Learning From Data Streams
This project focuses on the development of novel machine learning approaches that can learn from stream data collected from non-stationary environments and make decisions under harshest learning conditions. We tackle various challenges including noisy data, high-dimensional data, and missing data, learning from skewed-class distributions with the rarity of labeled data, novelty detection, and handling extreme verification latency.
Explainable Artificial Intelligence
Explainable Artificial Intelligence (XAI) tries to produce explainable models enabling users to appropriately trust and interpret the attained results and reveal the model functionalities. There has been an increasing need for XAI in various applications, such as cyber-physical energy systems, autonomous vehicles, and healthcare. This project aims to develop explainable artificial intelligence models and assessment criteria for smart energy management, prognostic and health management in cyber-physical energy and power systems.

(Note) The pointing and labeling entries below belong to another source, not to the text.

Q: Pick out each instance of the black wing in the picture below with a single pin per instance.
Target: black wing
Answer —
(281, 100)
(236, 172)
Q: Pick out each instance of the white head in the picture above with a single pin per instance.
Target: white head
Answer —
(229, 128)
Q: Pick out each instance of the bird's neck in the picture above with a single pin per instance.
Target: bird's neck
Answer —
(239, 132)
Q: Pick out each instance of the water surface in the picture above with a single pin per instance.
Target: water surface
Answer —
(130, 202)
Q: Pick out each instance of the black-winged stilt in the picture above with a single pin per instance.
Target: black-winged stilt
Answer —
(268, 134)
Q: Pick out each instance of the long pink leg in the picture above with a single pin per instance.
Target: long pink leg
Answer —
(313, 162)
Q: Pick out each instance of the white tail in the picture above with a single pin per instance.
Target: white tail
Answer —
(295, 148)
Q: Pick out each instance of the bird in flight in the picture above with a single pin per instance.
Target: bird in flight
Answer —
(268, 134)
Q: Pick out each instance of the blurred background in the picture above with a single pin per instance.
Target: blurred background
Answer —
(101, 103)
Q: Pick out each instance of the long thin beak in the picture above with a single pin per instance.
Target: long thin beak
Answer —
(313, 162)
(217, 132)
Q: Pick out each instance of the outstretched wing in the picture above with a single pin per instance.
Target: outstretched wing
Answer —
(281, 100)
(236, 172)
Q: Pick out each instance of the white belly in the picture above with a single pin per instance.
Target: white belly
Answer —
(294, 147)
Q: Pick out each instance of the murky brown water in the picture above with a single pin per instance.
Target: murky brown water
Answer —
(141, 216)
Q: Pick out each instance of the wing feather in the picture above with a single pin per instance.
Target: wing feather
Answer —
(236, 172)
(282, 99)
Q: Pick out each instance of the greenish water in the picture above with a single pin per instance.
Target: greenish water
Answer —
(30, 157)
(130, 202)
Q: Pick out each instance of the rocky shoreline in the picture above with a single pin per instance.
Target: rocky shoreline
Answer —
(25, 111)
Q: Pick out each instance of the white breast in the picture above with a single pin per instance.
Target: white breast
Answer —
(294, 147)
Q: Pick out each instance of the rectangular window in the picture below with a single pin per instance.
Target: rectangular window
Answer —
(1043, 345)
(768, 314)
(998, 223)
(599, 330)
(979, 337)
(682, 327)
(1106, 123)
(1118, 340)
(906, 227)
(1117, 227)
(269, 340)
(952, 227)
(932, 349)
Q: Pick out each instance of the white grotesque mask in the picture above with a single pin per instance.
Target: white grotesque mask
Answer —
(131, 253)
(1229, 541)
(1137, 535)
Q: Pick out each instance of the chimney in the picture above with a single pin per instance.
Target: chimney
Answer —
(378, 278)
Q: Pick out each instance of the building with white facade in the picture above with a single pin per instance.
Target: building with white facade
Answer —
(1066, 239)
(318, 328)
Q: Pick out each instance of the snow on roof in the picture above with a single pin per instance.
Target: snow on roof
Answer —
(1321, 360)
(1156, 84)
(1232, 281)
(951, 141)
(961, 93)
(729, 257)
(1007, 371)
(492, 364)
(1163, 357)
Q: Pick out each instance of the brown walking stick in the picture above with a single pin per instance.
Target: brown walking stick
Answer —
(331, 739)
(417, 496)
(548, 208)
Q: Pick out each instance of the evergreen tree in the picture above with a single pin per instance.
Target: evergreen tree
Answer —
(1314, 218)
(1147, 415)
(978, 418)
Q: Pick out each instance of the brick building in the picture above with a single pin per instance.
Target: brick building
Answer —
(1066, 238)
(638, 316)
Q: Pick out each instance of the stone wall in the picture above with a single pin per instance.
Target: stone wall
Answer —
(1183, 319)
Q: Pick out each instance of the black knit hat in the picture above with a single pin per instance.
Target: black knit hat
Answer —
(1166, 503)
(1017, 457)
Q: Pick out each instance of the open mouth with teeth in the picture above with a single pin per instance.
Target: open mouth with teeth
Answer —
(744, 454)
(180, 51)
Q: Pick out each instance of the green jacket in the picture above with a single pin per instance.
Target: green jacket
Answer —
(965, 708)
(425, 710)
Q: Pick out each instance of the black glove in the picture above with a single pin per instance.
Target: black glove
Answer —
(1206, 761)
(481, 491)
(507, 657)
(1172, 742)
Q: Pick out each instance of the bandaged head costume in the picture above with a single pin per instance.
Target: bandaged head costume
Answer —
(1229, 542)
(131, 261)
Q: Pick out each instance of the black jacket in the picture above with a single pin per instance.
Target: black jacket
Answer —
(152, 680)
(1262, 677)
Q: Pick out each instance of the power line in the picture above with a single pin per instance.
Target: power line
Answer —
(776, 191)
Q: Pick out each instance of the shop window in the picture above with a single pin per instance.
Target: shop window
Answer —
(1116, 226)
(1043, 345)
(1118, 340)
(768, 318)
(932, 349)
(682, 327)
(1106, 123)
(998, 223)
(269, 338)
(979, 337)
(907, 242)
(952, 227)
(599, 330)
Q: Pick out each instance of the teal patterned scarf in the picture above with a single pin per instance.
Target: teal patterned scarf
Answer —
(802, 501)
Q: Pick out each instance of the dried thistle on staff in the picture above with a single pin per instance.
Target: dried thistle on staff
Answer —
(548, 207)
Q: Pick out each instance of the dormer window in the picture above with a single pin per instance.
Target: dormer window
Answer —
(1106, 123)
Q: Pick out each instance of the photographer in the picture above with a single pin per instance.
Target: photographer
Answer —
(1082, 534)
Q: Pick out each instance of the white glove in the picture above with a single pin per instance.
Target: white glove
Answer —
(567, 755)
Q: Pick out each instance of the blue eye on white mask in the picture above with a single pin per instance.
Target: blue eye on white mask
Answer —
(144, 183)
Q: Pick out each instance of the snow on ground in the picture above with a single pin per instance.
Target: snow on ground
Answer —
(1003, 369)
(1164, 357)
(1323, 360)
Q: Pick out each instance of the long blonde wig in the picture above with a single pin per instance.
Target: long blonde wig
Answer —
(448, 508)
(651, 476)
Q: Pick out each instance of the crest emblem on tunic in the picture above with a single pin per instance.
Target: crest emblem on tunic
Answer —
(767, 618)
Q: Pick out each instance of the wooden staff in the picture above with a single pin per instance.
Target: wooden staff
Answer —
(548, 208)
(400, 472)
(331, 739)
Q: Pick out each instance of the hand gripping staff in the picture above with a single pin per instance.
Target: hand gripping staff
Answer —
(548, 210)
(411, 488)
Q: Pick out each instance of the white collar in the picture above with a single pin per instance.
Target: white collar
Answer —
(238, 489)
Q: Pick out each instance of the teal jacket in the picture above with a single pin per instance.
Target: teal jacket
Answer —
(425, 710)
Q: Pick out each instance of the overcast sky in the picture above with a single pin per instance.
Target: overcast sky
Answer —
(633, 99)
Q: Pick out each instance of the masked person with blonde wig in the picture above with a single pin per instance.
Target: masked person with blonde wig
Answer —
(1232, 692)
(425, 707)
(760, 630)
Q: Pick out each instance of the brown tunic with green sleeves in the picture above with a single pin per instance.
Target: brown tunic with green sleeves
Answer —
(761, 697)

Attack-Resilient and Fault-Tolerant CPS
The welfare and security of modern societies rely on the safe and secure operation of complex safety-critical cyber-physical systems (CPSs). CPSs dependency on digitalization, wireless communication, and remote control systems increases their vulnerabilities to malicious threats, which lead to the loss of system integrity and functionality. This project focuses on integrating the knowledge on machine learning, big data analytics, cybersecurity, and cybernetics that would pave the way together towards fault-tolerant attack-resilient CPSs.
Secure Cybernetics in Industrial CPS
Nowadays, almost every aspect of technology—from mobile devices to smart grids and multi-agent control systems—is impacted by the integration of computational intelligence with the communication systems networks. This phenomenon has brought about a vast variety of challenges to modern cyber-physical systems from a security viewpoint. The objective of the proposed research is to discover novel methods to secure computational models during construction, calibration, and communication. The outcome of this research will guarantee the safe and secure operation of the new generation of dynamic intelligent systems that are more vulnerable to malicious cyber-activities.
Missing Data Analysis
Missing data are inevitable in almost all industries and highly undesirable in machine learning, data mining, and information systems. There exist a number of reasons for this severe deficiency, including imperfect procedures of manual data entry, incorrect measurements, data collection problems, and equipment errors.
This project focuses on the development of efficient algorithms for the treatment of missing data in order to improve decision-making.